「同じ話を知ってるって、メールがきてますよ」
雪原さんに話しかけられ、次号のゲラチェックをしていた佳奈は顔をあげた。
オフィスにはまだ人が残っていて、入稿前の慌ただしさに気ぜわしい雰囲気だ。
「同じ話って怪談……?」
「そうです」
「怪談なんて、似たりよったりの話がいっぱいでしょ。いちいちとりあわなくても」
「そうじゃなくて……同じような怖い目にあってるから助けてくれって」
「それ、どの話?」
「銀杏の匂いがする話です」
それを聞いて、佳奈はああと小さく吐息をついた。
実は佳奈も友達から、似たような話を聞いていたのだ。
「幻臭がするの……」
そうぽつりと呟いたのは大学の同期の真理恵。
久々にふたりで呑んだときに言われた。真理恵も佳奈の編集部が連載している怪談を読んでくれていた。
「銀杏の?」
怪談の話題からのその流れだと、あの話しかない。小さく頷く彼女。
「季節柄じゃない? 金木犀が咲く時期だって、あちこちから匂うし……」
佳奈のフォローにそうかなと真理恵は苦笑を浮かべた。
その顔がとても寂しそうで、佳奈は気になっていたのだが……。
ぼんやりと真理恵のことを考えていると、雪原さんの眉が困ったように寄せられている。
「うつるんでしょうか?」
「え?」
佳奈の頭の中では、写ると変換されており、原稿のことかと手元を見下ろした。
「怪談ってうつるんでしょうか?」
移るの方だと気づいて首を傾げる。雪原さんの口元がわずかにわなないた。
「同じようなメールが他にも来ているんです。銀杏の匂いがするって。それに……」
「それに?」
「……わたしも嗅ぎました。この編集部のトイレで……」
編集部のトイレには窓がない。
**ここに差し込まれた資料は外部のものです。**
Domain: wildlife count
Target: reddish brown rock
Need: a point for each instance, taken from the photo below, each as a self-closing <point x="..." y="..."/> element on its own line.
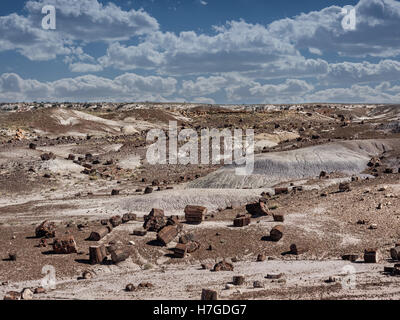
<point x="223" y="266"/>
<point x="128" y="217"/>
<point x="180" y="250"/>
<point x="241" y="221"/>
<point x="279" y="217"/>
<point x="98" y="234"/>
<point x="276" y="233"/>
<point x="207" y="294"/>
<point x="372" y="256"/>
<point x="279" y="191"/>
<point x="258" y="209"/>
<point x="155" y="220"/>
<point x="298" y="249"/>
<point x="167" y="234"/>
<point x="115" y="221"/>
<point x="195" y="214"/>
どこからか銀杏の臭いが滑りこんでくるはずはない。
「気にしすぎだよ」
佳奈が最後まで笑い飛ばせなかったのは、さっき自分がトイレに行ったときも銀杏の匂いを嗅いだせいだ。
ただそれを不思議とは、さっきまで思ってなかった。
だけど――。
気づいたときから、怪異は立ち上がる。
「ああ、また……」
佳奈はトイレの後に手を洗いながら、声に出していた。
銀杏の匂いが鼻をかすめたのだ。
雪原さんにはトイレは排水の関係で、臭いがもれることがあると言ったものの、説明になってないことを知っている。
季節はもうとうに木枯らし巻く冬を迎えていた。
外を歩いても銀杏の落ちた実を見ることはない。ましてここは天神のイチョウ並木からは離れている。
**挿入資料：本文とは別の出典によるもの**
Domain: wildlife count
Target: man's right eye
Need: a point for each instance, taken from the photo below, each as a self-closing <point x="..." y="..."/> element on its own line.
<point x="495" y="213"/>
なのに銀杏の匂いがするというメールは、落ちない墨染みのように、まだぽつぽつ届いていた。
そして、編集部ではトイレだけじゃなく、パソコンの前に座っていても最近は匂うことがあるのだ。
けれど佳奈は、やがてそれにも慣れるだろうと思っている。
編集部のあちこちに自主的に置かれ始めたアロマや芳香剤に、人の逞しさを見たから……。